L’un d’entre eux dit qu’on parlait d’un fanatique qui avait paru en Judée, et qui, profitant de la tradition relative à la nuée d’Elie et à l’époque annoncée, prétendait être le roi promis. Jésus ne répondit pas que c’était de lui qu’il parlait ; il se borna à dire : « Cet homme n’est pas un fanatique ni un imposteur ; on a répandu beaucoup de faux bruits sur lui, et vous êtes mal renseigné ; en effet, le temps est arrivé où les prophéties doivent être accomplies ». Ce bavard mal intentionné ne soupçonnait pas qu’il parlait à Jésus lui-même en le calomniant ; il ne le connaissait que par ouï dire.

Ses interlocuteurs étaient des philosophes ; ils entrevoyaient la vérité, néanmoins ils conservaient la foi en leurs dieux, en leur attribuant une essence métaphysique. Mais, tandis qu’ils voulaient ainsi s’expliquer les faux dieux et leurs différentes personnalités, ils les confondaient les uns avec les autres, et ils cherchaient même à faire entrer dans leur système inextricable la nuée d’Elie et la Mère de Dieu, dont cependant ils ne savaient rien. Ils donnaient aussi à leur déesse Dercéto le nom de reine du ciel.
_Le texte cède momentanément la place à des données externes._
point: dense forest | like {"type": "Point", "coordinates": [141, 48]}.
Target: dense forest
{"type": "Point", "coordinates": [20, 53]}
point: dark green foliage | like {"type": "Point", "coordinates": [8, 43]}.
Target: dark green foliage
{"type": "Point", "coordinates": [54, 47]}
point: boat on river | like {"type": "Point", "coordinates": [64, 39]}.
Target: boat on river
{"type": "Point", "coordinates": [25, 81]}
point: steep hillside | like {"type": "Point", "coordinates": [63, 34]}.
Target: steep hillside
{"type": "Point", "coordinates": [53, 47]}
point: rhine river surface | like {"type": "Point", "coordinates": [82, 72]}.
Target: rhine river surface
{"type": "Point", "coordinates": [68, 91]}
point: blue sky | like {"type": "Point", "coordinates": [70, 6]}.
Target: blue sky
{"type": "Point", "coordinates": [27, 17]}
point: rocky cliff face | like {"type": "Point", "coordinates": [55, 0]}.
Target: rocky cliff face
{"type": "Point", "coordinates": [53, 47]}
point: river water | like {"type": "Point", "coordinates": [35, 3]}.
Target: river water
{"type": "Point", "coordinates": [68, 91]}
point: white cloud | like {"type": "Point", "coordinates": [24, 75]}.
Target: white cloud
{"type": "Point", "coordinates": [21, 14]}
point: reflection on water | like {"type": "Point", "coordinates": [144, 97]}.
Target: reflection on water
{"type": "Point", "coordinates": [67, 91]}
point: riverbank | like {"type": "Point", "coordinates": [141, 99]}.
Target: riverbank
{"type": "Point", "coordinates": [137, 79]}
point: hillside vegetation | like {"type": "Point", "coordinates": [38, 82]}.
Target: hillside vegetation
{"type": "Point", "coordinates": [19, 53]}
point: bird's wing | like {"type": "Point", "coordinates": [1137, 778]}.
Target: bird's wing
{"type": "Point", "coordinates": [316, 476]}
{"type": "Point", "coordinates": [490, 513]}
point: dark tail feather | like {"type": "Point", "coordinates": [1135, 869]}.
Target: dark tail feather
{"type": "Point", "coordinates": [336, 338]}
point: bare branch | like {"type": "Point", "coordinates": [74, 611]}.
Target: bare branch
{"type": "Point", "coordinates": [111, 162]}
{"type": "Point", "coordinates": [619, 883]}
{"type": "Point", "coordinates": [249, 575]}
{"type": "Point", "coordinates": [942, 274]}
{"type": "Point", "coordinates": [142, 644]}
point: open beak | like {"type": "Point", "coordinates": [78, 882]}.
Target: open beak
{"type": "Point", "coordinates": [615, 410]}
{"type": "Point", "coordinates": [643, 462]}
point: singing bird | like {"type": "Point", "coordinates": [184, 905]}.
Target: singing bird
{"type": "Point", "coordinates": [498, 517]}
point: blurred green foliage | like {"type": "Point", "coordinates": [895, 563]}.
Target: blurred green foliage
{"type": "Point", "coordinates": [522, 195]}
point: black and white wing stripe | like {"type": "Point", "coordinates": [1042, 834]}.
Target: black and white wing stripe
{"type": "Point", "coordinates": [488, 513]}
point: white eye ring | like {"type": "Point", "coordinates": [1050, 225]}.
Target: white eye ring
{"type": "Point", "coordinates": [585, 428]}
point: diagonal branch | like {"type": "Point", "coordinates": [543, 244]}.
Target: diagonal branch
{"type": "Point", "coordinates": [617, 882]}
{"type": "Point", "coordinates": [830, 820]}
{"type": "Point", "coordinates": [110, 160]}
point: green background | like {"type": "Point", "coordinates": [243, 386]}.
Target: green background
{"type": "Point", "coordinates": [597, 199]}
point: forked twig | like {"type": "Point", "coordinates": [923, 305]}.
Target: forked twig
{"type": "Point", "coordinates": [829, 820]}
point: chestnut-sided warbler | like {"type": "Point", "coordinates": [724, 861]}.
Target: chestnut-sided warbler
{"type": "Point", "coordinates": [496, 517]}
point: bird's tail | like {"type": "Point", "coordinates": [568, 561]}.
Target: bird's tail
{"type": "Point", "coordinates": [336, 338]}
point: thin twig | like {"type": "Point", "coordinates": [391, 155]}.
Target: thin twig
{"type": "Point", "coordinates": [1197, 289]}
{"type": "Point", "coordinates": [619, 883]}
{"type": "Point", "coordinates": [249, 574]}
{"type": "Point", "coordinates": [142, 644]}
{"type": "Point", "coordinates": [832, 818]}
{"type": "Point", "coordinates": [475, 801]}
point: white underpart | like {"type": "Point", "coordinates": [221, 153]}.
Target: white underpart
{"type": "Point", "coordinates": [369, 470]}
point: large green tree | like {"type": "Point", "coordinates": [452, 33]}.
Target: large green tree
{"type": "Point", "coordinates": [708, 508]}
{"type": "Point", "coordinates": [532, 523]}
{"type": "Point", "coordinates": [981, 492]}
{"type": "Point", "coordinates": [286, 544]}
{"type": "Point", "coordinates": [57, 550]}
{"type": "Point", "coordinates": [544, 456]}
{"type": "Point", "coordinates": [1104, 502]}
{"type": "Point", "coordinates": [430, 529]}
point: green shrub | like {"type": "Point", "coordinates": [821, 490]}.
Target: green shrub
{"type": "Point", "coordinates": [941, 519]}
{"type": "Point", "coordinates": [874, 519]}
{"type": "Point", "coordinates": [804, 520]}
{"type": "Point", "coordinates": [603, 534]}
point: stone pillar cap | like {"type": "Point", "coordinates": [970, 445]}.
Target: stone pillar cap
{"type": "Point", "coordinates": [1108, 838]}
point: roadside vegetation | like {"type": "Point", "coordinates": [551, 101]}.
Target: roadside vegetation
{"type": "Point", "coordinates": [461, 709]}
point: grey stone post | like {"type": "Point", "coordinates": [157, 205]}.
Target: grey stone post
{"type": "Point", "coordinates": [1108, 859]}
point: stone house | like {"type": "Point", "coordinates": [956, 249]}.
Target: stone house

Ils disaient qu’elle avait apporté sur la terre toute sagesse et toute joie, mais que ses partisans en étaient venus à la méconnaître ; qu’alors elle avait prédit tout ce qui devait arriver, disant qu’elle descendrait au fond des eaux, que plus tard elle reviendrait sous la forme d’un poisson pour rester toujours avec eux ; ils ajoutaient que tout cela s’était en effet réalisé, etc. Sa fille, qu’elle avait conçue dans des mystères sacrés, était Sémiramis, la sage et puissante reine de Babylone.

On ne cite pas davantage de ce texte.